Before ancient Egyptians refined the Great Sphinx of Giza, natural forces may have helped carve the iconic monument's massive feline shape out of a single mass of limestone.
Fluid dynamics experiments reveal the structure's 'reclined lion' shape could have been carved not by human hands, but fast-flowing wind.
"Our findings offer a possible 'origin story' for how Sphinx-like formations can come about from erosion," says experimental physicist and applied mathematician Leif Ristroph from New York University.
"Our laboratory experiments showed that surprisingly Sphinx-like shapes can, in fact, come from materials being eroded by fast flows."
Speculation over nature's hand in carving the Sphinx isn't new. As far back as the 1950s, it's been suggested the statue's body may have been weathered by ancient waters.
While there is sufficient evidence to discount the possibility of rains or floods being responsible, other experts have suggested wind – though less powerful – may have scoured the overall shape out of the right mix of rocks.
This idea dates back to the early 1980s, with a scenario suggested by a former NASA geologist named Farouk El-Baz.
"The ancient engineers may have elected to reshape its head in the image of their king," wrote El-Baz in 2001. "They also gave it a convincingly lion-like body, inspired by forms they encountered in the desert.

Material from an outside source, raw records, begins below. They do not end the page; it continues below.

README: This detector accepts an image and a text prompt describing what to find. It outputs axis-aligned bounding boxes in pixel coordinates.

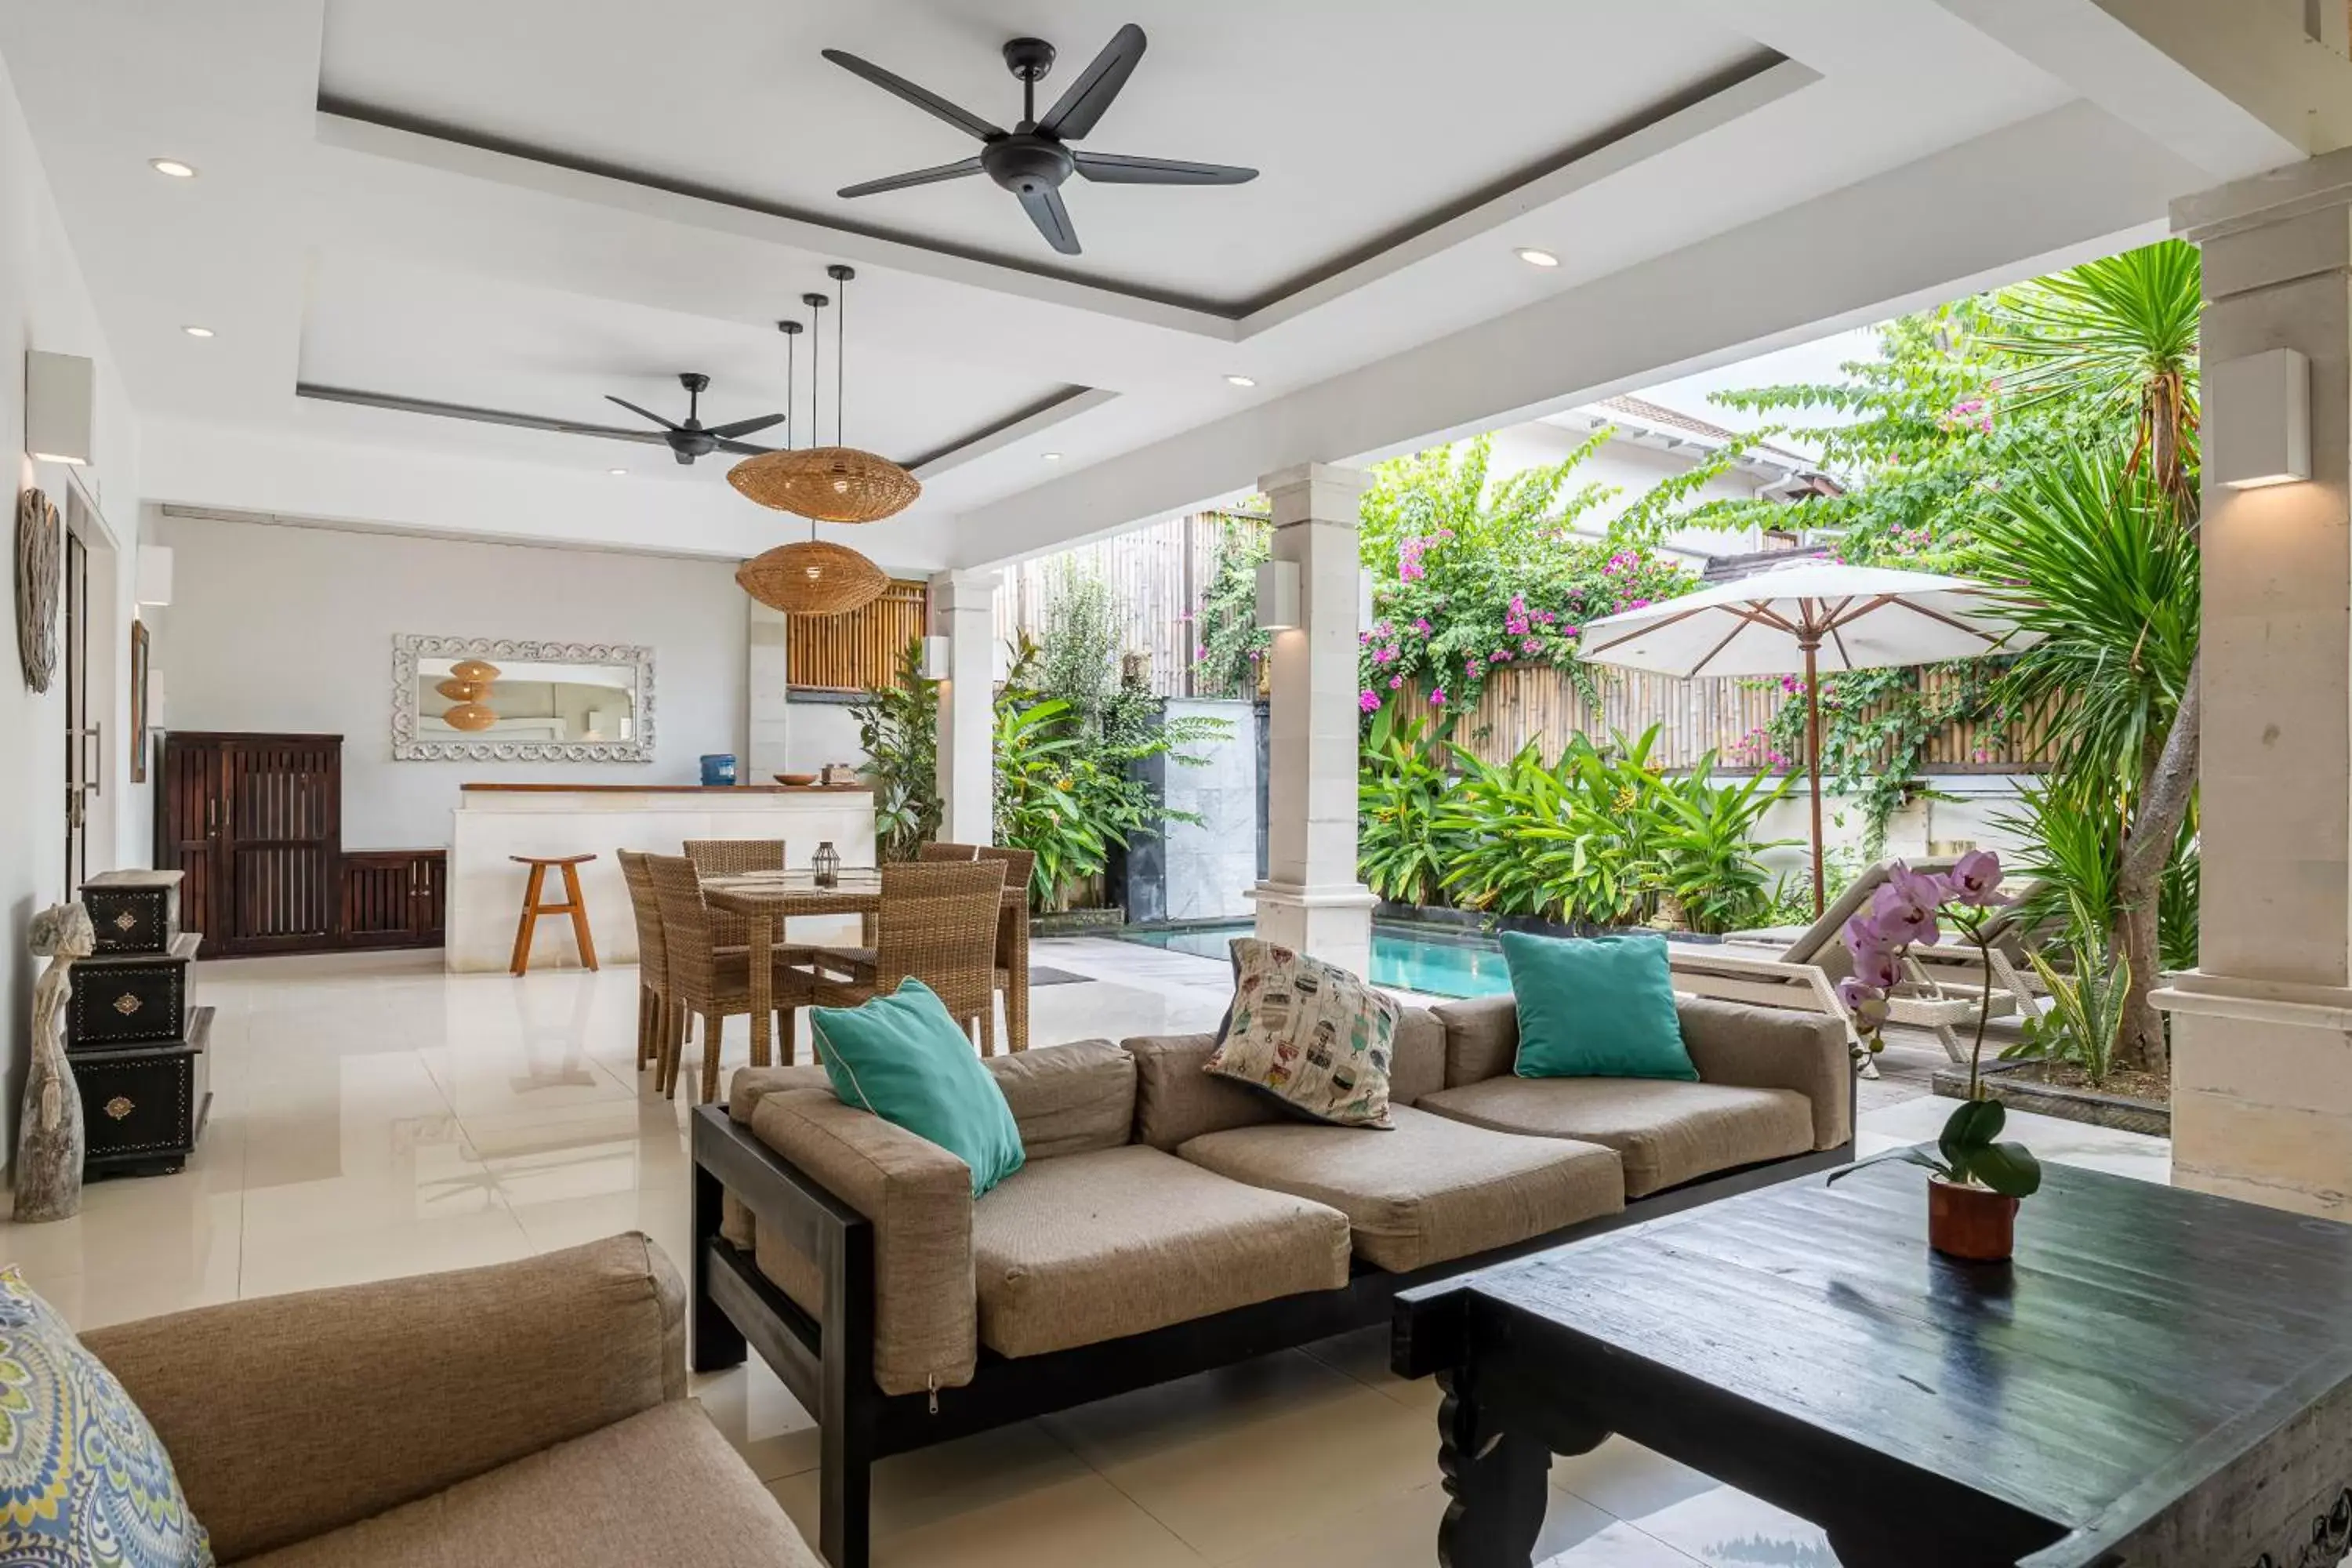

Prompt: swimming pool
[1117,920,1514,1000]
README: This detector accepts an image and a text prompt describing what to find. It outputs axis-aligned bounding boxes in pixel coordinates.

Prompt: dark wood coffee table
[1395,1155,2352,1568]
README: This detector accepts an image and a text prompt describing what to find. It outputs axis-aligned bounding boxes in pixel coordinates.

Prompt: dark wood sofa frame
[690,1083,1857,1568]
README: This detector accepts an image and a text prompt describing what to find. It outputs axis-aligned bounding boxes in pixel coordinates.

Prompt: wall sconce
[918,634,953,680]
[2210,348,2310,489]
[136,544,174,607]
[1254,559,1300,630]
[26,350,95,466]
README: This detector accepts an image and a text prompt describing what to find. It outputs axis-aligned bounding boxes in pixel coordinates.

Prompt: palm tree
[1984,240,2201,1073]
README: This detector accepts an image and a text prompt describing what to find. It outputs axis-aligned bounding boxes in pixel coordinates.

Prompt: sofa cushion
[1432,994,1519,1087]
[1126,1011,1445,1152]
[1500,932,1695,1081]
[241,1401,817,1568]
[1207,939,1400,1127]
[1178,1105,1624,1272]
[970,1145,1351,1358]
[1416,1076,1815,1197]
[748,1092,976,1398]
[811,978,1024,1196]
[985,1039,1134,1159]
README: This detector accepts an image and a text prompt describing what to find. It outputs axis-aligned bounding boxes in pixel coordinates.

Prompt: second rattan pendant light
[729,266,920,524]
[733,306,891,617]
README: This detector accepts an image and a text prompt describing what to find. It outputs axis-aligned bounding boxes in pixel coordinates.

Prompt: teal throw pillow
[811,978,1025,1196]
[0,1267,213,1566]
[1500,931,1696,1081]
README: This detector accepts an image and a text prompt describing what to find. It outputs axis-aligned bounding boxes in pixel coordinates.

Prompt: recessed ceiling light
[180,325,214,338]
[149,158,198,179]
[608,467,628,477]
[1515,247,1560,268]
[1041,452,1063,462]
[1225,374,1257,388]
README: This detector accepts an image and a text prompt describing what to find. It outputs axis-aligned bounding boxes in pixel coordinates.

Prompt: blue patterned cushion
[0,1269,211,1566]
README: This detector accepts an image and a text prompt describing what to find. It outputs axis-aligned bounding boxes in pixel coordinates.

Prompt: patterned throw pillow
[1207,938,1399,1128]
[0,1268,212,1566]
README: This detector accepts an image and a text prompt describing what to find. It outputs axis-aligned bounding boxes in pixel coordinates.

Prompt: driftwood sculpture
[13,902,93,1222]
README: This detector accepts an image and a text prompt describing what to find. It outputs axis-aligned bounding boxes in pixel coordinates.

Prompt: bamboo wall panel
[786,580,931,691]
[1439,666,2060,774]
[993,511,1267,696]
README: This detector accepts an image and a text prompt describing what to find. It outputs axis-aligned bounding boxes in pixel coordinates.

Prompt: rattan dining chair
[916,842,980,862]
[914,844,1033,1049]
[800,860,1007,1053]
[684,838,785,949]
[648,854,819,1104]
[616,849,675,1076]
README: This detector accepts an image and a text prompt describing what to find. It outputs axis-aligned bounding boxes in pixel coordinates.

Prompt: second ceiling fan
[823,24,1256,256]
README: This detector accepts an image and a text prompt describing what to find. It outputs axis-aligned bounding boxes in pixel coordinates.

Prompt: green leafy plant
[1357,699,1459,906]
[1192,522,1269,698]
[848,639,941,862]
[2005,938,2129,1088]
[1037,563,1126,735]
[1645,761,1798,934]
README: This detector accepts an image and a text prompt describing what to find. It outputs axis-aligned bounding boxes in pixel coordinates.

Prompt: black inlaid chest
[67,932,200,1049]
[82,869,183,955]
[76,1007,213,1178]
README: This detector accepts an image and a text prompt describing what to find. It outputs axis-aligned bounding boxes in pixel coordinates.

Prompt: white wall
[147,515,750,849]
[0,48,144,1165]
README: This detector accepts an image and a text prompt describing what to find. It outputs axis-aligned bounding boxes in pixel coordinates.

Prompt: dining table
[700,867,1033,1065]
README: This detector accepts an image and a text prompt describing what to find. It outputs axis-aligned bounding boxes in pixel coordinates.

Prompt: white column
[930,570,998,845]
[1250,463,1375,976]
[2159,152,2352,1218]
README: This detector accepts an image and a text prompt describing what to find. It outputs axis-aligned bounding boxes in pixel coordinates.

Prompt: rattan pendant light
[728,266,920,524]
[734,307,891,617]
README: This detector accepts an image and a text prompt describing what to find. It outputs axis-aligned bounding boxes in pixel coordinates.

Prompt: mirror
[391,636,654,761]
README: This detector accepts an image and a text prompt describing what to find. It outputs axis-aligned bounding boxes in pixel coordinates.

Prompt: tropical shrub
[1192,522,1269,698]
[849,639,941,862]
[1357,702,1458,906]
[1646,761,1798,934]
[2006,938,2131,1088]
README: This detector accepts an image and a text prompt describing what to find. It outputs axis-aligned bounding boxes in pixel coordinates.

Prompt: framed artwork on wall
[129,619,150,783]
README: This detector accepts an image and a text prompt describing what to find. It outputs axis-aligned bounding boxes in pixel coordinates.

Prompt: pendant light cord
[837,272,847,448]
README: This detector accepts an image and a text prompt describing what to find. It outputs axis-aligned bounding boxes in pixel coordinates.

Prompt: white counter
[447,785,877,973]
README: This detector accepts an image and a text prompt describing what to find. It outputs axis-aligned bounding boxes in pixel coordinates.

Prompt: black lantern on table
[811,840,840,888]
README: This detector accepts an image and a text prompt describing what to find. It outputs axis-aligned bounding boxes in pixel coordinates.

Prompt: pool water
[1119,921,1513,1000]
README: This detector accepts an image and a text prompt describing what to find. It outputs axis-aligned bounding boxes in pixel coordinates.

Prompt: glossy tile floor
[4,938,2168,1567]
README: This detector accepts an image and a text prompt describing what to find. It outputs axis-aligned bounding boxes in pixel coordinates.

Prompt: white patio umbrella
[1577,561,2037,915]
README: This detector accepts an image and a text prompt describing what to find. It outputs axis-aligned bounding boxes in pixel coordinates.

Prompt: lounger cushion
[1417,1076,1815,1197]
[242,1401,818,1568]
[970,1145,1350,1358]
[1178,1105,1624,1272]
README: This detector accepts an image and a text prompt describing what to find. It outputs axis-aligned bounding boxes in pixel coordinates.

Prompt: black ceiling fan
[605,373,784,465]
[822,24,1257,256]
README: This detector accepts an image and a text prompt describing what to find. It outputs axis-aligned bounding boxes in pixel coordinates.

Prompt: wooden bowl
[774,772,818,787]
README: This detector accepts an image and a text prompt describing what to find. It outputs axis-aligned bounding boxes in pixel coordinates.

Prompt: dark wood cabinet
[340,849,448,949]
[154,732,345,956]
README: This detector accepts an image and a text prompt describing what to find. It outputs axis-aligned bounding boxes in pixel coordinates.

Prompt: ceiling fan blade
[1017,183,1081,255]
[715,438,776,456]
[1037,23,1145,140]
[606,394,683,430]
[822,49,1004,141]
[838,155,986,199]
[1073,151,1258,186]
[706,412,786,440]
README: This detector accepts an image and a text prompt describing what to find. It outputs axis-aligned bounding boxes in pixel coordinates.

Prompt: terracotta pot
[1927,1175,2019,1262]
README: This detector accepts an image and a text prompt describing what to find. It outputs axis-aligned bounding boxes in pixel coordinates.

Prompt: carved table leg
[1436,1367,1554,1568]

To do so, they had to dig a moat around the natural protrusion."
Ristroph and colleagues washed chunks of clay containing a mixture of soft and hard bits in fast-flowing streams of water to replicate the wind's force to see what shapes would emerge.
They based the water's movements on conditions in the area 4,500 years ago (the Sphinx's contentious age), and used dye to help track the dynamic flows around the eroding clay.
The resulting shapes resemble yardangs, contorted hunks of stone seen in many desert regions where winds scoop up sands to hurl at every obstacle. Eventually, this sandblasting can shape even the hardest and most massive rock formations into convoluted structures.
"There are, in fact, yardangs in existence today that look like seated or lying animals, lending support to our conclusions," says Ristroph.
The irregular juts, nooks, curves, and textures of yardangs are designed by a combination of wind strength, angle, and frequency, as well as the composition of the stone: softer parts of the rock erode first leaving randomly shaped harder parts exposed to divert the wind flows.
In the Sphinx's case, faster flows were funneled together by the harder 'head' and 'paws' to hit the deepest carved prevailing-wind-facing part of the limestone monolith – the 'neck' – before the air streams split to flow around the big cat shoulders.
"These compounding effects could explain the locally high shear stress and high erosion rate just under the head and hence why strong carving digs the neck and reveals the paws," the researchers explain in their paper.
The Sphinx's erosion continues today.
As El-Baz had previously pointed out, without a deep understanding and influence of nature the marvels that are the Egyptian monuments would not have survived their harsh environment for long.
"Had the ancients built their monuments in the shape of a cube, a rectangle, or even a stadium," El-Baz noted, "they would have been erased by the ravages of wind erosion long ago."
Instead, the impressive structure still towers 20 meters (66 feet) high and about 73 meters long, having far outlasted the knowledge of its intended meaning.
This research has been published in Physical Review Fluids.